A terceira etapa óbvia é balançar o barco, fazendo com que a tripulação entre em pânico e saia em debandada de um lado para o outro do convés e vice-versa repetidamente. Em um dia há tarifas, no outro elas são adiadas por 90 dias. Em um dia, os iPhones estão sujeitos a tarifas e, no dia seguinte, não estão mais, mas talvez ainda estejam. Espalhar o medo e a incerteza a partir do Salão Oval é uma boa maneira de fazer com que os mercados financeiros girem descontroladamente, dando aos que estão por dentro do assunto uma oportunidade de comprar na baixa e vender na alta repetidas vezes. Uma pessoa sem personalidade com pescoço de lápis no Senado dos EUA até ameaçou iniciar uma investigação sobre o uso de informações privilegiadas, mas depois percebeu que também acabaria investigando seu próprio uso de informações privilegiadas.
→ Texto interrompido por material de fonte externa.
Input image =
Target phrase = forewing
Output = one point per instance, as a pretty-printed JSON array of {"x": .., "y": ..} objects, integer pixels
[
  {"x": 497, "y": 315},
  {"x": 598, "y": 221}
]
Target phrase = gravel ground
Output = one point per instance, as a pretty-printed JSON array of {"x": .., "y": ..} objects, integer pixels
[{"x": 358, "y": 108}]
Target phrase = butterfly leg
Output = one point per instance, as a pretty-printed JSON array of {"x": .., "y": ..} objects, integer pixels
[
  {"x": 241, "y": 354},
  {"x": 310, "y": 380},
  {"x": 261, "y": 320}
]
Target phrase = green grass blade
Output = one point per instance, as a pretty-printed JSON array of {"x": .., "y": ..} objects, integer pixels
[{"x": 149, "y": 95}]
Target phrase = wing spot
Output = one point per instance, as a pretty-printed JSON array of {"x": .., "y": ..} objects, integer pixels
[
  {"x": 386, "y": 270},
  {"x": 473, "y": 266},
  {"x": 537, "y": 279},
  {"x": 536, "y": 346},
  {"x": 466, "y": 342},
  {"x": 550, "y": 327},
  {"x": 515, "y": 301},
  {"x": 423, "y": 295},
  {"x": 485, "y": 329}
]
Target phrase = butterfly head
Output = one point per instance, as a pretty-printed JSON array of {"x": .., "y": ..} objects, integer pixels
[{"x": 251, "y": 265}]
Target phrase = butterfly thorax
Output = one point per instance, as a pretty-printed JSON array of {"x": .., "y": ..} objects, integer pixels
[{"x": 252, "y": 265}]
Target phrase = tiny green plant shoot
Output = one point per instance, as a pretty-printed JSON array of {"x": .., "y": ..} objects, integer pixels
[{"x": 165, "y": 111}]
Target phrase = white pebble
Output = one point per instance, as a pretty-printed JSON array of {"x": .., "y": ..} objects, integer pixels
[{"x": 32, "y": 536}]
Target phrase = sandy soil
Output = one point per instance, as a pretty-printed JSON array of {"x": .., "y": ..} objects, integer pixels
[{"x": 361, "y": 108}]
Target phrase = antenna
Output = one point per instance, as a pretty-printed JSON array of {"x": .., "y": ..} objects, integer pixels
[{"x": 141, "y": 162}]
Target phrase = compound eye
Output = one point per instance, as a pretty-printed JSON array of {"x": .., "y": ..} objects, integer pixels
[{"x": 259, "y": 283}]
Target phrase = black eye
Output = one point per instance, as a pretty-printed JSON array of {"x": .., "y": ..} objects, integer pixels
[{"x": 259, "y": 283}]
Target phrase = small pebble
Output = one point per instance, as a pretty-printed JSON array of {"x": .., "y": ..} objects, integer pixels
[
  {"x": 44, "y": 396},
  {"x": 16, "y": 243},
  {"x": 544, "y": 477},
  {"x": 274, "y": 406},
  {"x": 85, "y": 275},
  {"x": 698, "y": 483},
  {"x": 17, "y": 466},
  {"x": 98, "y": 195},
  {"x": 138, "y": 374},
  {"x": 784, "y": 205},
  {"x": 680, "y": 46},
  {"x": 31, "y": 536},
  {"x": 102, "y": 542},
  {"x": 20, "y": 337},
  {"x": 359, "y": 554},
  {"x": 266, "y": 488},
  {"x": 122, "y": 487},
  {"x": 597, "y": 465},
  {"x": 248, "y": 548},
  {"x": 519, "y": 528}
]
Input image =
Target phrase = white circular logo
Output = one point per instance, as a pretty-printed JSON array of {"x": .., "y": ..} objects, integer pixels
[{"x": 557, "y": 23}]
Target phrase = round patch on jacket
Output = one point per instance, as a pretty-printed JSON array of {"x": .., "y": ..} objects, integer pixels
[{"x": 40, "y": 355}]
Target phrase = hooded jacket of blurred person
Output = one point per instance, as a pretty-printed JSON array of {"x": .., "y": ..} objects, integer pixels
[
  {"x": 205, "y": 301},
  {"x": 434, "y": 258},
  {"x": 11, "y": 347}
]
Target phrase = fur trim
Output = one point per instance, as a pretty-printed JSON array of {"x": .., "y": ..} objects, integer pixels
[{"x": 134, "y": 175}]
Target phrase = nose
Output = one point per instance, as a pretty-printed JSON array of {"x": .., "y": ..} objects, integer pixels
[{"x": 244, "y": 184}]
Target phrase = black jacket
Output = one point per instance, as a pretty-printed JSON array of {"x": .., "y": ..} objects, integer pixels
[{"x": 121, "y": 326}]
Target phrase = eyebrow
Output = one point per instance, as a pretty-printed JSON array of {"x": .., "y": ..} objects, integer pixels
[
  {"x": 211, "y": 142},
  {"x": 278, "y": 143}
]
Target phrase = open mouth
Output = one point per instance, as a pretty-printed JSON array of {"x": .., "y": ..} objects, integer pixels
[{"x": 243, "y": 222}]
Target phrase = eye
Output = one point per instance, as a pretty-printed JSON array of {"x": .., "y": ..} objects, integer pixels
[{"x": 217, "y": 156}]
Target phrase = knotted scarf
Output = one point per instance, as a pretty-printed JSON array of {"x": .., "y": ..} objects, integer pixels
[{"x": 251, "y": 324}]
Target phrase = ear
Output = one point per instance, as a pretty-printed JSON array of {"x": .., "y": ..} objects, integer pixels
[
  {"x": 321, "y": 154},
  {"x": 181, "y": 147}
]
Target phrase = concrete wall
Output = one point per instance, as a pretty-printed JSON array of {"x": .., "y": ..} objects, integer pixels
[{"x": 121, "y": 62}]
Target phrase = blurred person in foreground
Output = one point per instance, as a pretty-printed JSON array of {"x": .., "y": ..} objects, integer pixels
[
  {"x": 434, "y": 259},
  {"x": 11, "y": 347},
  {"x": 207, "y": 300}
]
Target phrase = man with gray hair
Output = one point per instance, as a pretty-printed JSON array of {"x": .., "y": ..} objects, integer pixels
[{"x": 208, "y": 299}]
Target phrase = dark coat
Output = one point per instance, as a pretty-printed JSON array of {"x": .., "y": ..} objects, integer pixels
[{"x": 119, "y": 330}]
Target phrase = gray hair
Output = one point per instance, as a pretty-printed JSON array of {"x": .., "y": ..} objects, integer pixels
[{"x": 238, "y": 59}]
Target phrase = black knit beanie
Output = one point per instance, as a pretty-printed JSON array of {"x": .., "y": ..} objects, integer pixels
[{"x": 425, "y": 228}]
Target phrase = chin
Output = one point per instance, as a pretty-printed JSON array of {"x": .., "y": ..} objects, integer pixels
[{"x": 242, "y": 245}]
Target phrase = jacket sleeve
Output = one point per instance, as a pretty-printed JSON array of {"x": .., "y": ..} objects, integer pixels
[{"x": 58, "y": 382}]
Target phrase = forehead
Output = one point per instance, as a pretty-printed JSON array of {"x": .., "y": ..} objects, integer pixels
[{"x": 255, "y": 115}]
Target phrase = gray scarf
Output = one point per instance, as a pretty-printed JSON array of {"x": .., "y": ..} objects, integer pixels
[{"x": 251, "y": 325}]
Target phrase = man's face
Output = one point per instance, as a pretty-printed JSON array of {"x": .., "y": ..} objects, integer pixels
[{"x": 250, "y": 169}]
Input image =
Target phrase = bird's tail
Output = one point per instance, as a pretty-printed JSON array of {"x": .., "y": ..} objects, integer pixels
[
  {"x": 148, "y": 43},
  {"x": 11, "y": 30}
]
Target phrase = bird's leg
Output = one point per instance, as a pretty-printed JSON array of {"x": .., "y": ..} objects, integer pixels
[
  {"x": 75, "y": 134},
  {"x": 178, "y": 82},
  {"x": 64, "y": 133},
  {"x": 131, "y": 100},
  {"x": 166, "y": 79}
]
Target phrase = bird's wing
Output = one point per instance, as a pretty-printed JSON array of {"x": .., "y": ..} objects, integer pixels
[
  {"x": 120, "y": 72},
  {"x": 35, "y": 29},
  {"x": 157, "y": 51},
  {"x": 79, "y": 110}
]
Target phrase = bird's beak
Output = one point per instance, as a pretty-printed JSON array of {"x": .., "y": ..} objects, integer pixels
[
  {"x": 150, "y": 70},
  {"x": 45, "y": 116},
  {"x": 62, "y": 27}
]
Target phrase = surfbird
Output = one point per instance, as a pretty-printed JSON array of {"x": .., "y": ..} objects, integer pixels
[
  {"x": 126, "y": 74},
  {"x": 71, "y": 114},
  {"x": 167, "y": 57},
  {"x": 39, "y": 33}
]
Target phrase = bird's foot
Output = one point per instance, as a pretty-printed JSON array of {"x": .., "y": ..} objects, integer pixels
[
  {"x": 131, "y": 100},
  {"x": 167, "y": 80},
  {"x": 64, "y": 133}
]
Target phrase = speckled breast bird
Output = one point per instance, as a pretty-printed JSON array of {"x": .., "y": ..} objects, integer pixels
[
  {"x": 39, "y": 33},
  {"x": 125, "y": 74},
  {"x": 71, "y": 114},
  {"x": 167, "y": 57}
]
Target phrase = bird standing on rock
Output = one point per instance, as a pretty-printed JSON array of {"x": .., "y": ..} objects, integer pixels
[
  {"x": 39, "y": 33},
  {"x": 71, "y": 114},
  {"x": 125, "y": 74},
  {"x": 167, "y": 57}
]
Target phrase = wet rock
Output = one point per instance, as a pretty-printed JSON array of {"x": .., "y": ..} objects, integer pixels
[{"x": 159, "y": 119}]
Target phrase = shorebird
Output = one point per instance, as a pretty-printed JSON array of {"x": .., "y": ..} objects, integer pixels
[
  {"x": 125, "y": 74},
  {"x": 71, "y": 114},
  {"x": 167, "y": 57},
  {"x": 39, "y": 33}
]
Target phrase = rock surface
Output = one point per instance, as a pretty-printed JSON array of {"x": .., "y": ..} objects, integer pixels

Nesse ritmo, antes que tudo despenque, o alegre grupo de bilionários de Trump pode acabar como trilionários. Será um grande truque fazer qualquer coisa com esses trilhões de riqueza de papel antes que se tornem apenas pedaços de papel, mas eles já estão pensando nisso. Eles estão ocupados conversando com os russos, fingindo que se trata de paz na antiga Ucrânia, mas, na verdade, estão tentando entrar no tandem Rússia-China, que parece ser a próxima grande novidade na história do planeta. Com a Rússia possuindo as principais tecnologias e não tendo escassez de recursos naturais, e a China sendo agora o centro de manufatura do mundo, é uma combinação perfeita. O rublo russo é atualmente a moeda mais forte do mundo, seguido, a uma distância respeitosa, pelo ouro. O dólar americano? Esqueça-o!